I don’t think i-Bonds would be a good choice. There is a penalty if you cash them in less than five years after issued.

The penalty for early redemption of iBonds is a loss of the last 3 months of interest. Let's say you buy an iBond yielding 1.6% and redeem after only one year. You will still have earned 1.2%.

The good thing about iBonds is that the rates will go up if inflation goes up.

Fixed annuities are insured by the state but they have big surrender charges if cashed in early.
 
Easy options for income are:
1) Schwab intelligent income portfolio (can choose conservative, moderate, or aggressive)

2) A combination of conservative dividend paying ETF's like PSK & XLU
3) The lottery :)
 
I don’t think this data was shared even to the end of the thread, which is certainly to the OP’s discretion. However, hard to assess without knowing if the cash balance is 50%, 20%, or 5% of the total portfolio.

A lot was implied by his strategy of having enough cash set aside in taxable account to fund several years of expenses until he is 59.5 and could access his 401K. This implies that the 401K is invested for longer term and is also considerably more for a sufficiently funded retirement.
 
Nope

So our situation is: I may FIRE anytime between now and the next year or so :cool:
DW and I are 50 and 54. And we are holding 5x of expense in short term CD earning less than half a percent interest (120K*5=600K). Our plan is, once I fire, to live off of this $ until I turn 59.5 and have access to our 401K and IRA. My work plan 401K does not play with the 55 rule :( We plan to do some Roth conversion during the 5 years (but that will cost some more cash to pay for conversion taxes). I don't think I have much option, but would like to ask anyway in case there is some better way than holding cash for folks in our situation. I have started reading about I bond, and that may help, but there are limits on how much we can buy. Thanks for sharing your thought.
Don’t do it, medical and dental insurance and health care will kill you unless you both are on Medicare. Cash is good. It is the number one retirement asset.
What is FIRE?
 
Let's say you buy an iBond yielding 1.6% and redeem after only one year. You will still have earned 1.2%.

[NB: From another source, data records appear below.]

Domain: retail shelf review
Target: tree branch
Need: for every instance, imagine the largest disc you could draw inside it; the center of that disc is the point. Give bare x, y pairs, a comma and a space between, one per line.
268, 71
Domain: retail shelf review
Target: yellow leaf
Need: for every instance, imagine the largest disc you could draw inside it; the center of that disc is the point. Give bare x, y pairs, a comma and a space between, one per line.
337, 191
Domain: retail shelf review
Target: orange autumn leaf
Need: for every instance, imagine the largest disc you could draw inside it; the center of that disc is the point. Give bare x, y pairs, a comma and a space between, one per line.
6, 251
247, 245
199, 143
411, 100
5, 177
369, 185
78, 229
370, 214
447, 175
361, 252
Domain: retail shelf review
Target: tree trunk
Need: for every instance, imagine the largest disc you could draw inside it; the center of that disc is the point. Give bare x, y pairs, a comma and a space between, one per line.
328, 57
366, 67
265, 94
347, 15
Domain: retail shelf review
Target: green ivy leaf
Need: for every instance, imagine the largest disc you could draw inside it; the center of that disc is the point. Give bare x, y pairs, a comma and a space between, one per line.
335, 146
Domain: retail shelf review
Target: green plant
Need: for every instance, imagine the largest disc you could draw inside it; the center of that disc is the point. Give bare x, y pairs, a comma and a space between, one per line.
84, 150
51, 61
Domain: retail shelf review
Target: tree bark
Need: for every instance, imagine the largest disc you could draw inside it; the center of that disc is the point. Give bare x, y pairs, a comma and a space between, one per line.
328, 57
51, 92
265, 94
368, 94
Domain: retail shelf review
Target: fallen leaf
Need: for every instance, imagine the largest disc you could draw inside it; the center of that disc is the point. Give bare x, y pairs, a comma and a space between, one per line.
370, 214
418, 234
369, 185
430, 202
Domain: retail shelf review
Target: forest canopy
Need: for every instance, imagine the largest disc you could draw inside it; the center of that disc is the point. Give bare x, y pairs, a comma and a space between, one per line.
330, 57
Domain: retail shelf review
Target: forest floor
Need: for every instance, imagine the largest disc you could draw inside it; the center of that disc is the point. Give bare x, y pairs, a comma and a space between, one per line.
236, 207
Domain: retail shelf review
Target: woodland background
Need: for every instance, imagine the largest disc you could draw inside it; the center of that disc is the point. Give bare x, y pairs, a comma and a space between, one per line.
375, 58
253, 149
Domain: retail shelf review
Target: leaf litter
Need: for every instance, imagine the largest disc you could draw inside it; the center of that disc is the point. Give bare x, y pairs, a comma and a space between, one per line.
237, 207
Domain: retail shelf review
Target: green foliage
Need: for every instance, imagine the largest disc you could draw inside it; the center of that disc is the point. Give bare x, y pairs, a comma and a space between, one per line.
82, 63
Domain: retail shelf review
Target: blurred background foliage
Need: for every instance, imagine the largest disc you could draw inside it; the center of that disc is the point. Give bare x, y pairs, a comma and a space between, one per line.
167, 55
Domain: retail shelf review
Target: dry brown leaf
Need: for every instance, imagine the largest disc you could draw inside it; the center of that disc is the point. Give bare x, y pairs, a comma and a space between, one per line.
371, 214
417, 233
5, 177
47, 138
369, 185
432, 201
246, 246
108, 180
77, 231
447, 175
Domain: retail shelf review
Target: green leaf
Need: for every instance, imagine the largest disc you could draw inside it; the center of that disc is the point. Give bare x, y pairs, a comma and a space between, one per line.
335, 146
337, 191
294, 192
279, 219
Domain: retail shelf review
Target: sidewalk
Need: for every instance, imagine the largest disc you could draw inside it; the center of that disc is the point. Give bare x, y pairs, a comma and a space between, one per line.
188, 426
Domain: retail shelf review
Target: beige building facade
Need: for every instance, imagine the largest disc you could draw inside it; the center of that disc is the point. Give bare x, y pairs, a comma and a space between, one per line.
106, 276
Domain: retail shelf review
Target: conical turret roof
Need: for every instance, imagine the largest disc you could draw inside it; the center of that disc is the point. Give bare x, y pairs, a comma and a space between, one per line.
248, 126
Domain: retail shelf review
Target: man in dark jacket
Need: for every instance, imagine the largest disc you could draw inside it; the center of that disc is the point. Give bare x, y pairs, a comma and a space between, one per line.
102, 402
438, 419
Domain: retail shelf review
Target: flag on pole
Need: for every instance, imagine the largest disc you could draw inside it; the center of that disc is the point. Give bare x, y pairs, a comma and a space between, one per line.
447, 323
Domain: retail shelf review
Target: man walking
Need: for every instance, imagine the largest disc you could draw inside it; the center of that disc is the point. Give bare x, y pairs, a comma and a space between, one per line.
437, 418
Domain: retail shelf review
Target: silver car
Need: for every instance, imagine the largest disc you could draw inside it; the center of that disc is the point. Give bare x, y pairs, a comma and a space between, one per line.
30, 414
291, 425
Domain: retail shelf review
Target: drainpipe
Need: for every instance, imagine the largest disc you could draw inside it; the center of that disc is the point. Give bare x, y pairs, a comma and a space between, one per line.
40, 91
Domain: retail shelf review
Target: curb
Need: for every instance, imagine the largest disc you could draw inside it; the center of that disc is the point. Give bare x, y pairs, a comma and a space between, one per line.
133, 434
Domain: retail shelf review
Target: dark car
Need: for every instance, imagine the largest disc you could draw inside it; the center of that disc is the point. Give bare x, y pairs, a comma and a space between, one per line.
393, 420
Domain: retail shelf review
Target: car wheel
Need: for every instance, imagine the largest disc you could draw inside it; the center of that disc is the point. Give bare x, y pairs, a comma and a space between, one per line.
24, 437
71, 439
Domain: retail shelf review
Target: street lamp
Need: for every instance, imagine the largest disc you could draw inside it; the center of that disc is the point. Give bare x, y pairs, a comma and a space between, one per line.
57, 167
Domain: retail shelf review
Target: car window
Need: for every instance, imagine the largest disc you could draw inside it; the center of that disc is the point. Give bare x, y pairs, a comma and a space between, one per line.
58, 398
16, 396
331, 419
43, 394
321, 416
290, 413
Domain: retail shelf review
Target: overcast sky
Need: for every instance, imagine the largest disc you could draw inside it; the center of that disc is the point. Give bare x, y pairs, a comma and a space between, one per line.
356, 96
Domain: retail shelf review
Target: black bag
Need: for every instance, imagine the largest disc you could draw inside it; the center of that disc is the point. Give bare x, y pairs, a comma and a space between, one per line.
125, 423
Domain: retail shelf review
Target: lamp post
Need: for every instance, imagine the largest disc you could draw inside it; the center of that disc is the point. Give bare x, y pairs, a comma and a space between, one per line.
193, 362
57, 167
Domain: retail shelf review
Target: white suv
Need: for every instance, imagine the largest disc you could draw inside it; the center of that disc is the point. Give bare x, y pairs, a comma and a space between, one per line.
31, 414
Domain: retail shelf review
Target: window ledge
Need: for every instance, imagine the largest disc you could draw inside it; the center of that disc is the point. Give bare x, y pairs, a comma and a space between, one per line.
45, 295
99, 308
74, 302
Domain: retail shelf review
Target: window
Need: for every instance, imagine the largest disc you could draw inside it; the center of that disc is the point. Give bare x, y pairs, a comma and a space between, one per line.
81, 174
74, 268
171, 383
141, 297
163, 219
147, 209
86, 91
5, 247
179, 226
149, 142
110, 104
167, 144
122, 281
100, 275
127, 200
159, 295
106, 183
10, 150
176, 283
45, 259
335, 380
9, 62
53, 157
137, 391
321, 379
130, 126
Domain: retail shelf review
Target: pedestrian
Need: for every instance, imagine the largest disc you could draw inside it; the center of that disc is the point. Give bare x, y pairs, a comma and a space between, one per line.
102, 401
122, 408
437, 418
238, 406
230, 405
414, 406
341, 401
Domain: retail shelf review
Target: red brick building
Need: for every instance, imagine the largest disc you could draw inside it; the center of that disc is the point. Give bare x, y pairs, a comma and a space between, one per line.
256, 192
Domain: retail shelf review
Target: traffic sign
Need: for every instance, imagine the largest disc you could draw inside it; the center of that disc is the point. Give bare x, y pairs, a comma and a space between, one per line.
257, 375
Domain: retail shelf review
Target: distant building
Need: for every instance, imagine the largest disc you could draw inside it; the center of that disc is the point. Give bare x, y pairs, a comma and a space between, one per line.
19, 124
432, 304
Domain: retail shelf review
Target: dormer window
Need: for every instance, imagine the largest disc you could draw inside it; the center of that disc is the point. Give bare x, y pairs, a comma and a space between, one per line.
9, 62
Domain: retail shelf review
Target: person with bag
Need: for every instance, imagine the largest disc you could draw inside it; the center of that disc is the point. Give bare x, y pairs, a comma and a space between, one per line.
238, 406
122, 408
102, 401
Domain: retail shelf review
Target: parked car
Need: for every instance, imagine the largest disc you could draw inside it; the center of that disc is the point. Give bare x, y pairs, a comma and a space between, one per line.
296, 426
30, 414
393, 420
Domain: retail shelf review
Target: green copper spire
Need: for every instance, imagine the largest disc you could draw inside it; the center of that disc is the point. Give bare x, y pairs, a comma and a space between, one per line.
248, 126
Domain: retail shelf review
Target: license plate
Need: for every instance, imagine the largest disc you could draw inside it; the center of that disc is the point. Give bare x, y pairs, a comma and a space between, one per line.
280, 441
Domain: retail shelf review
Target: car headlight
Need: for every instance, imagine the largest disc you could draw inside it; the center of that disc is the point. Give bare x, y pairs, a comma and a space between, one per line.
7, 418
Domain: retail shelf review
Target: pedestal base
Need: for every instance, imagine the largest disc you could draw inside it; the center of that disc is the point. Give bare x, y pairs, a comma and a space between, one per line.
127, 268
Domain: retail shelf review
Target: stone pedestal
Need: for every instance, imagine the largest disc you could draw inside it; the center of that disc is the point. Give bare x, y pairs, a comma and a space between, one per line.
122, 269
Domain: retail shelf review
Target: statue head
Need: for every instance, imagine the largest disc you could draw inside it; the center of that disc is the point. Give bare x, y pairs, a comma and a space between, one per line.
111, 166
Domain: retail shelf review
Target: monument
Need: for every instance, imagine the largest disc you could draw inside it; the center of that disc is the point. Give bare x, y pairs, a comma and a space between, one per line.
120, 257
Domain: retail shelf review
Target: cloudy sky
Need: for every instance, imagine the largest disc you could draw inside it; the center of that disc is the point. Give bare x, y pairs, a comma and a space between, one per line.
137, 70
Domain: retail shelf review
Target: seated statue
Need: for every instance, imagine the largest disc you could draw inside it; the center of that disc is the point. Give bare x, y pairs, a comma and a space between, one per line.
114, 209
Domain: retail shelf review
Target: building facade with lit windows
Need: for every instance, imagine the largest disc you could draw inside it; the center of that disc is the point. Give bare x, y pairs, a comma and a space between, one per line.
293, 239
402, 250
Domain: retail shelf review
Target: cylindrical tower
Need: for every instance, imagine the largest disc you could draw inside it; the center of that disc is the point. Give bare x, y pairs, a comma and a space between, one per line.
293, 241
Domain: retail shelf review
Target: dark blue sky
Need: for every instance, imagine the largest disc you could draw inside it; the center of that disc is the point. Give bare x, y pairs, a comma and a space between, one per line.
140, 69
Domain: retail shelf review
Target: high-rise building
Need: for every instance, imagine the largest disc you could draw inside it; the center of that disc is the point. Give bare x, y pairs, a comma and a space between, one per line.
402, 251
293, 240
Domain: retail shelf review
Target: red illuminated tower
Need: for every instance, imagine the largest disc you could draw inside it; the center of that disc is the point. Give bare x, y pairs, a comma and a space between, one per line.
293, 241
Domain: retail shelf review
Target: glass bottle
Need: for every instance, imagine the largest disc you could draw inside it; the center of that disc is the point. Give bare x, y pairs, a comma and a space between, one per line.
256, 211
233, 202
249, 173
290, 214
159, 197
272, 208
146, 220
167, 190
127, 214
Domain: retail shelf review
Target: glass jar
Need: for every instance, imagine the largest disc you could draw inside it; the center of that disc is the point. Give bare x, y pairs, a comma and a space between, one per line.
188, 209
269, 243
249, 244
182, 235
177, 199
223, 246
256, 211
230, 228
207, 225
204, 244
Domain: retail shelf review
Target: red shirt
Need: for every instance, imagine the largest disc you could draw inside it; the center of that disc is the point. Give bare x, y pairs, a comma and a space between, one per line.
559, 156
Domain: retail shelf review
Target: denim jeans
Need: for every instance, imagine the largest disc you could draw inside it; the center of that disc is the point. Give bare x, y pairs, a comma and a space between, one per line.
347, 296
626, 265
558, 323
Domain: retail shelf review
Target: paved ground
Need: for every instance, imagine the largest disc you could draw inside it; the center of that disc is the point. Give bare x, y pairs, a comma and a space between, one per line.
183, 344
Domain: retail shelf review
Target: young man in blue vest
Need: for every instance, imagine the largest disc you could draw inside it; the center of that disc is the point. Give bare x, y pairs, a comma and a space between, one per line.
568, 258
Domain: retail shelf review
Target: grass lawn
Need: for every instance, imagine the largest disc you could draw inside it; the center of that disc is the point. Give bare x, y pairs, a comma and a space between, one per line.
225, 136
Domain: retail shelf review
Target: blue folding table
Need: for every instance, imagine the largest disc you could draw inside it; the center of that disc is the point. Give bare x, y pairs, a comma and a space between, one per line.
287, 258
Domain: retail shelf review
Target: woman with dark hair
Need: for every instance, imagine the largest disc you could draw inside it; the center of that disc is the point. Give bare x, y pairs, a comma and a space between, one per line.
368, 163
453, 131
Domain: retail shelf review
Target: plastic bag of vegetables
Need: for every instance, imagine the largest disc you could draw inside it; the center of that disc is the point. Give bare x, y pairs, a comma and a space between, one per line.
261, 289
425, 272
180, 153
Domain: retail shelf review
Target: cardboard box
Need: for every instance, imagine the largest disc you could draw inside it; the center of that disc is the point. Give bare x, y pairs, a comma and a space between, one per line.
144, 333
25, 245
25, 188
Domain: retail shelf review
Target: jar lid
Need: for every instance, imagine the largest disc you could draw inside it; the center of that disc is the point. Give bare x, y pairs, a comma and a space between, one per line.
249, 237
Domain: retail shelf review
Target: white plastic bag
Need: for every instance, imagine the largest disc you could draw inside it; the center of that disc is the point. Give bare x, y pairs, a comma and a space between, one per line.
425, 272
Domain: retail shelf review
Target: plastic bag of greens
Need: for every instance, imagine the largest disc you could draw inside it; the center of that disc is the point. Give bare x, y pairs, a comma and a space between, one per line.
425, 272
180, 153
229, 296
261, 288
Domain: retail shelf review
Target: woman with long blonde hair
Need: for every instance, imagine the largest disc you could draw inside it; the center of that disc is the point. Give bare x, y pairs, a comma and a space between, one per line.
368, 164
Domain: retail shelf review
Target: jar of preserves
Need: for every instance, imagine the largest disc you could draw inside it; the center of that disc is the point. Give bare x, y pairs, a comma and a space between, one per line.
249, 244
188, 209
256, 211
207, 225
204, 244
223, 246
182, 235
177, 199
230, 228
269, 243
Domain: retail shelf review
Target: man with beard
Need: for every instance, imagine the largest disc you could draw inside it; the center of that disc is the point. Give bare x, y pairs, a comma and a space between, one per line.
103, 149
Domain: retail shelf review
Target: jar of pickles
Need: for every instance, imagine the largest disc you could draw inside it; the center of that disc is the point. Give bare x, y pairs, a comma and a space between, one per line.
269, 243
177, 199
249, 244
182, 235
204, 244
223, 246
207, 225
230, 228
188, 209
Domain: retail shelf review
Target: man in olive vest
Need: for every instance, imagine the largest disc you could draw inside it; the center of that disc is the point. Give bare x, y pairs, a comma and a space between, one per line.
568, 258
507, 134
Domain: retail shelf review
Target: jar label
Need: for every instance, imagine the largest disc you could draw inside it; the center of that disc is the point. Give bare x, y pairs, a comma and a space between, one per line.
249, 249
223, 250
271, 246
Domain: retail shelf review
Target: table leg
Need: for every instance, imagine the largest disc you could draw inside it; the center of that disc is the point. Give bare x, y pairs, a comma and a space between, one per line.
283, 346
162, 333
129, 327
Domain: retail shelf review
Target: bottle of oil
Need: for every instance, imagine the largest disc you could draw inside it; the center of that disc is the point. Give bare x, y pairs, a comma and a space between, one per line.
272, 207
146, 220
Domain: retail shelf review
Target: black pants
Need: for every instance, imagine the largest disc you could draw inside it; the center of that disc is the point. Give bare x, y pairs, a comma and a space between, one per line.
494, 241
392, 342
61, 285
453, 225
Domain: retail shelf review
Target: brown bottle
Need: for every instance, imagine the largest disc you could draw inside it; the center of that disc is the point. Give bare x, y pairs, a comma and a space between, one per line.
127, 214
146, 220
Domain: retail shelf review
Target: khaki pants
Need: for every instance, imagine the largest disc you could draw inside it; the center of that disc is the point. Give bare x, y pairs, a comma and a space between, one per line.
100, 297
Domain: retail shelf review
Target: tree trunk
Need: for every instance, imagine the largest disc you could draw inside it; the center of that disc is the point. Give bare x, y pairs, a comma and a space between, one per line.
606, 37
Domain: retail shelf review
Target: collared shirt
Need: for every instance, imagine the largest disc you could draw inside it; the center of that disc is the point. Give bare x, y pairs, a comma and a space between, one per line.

The rate changes every 6 months. After a year, you will have earned 0.8% (ther first 6 months at 1.6%) plus three months at whatever the rate changed to after 6 months (assuming you sell after 12 months and forfeit the last 3 months of interest).
 
Don't feel like an idiot. We went 100% cash in all accounts since the beginning of April so now have roughly $1.5 M in cash. My wife Day Trades with some on her brokerage account but is back to going to cash daily by close of the market.

We are doing this because we believe the market is in a huge bubble and an impending collapse might be coming. I am hoping not but after serving in the US military 40 years I am a pessimist about the US government doing anything smart.

[Mod edit]

We do not use our funds at all living 100% on pensions. So, I am unsure why we keep building this but you never know what the future holds. With no travel anymore our expenses are a fraction of normal.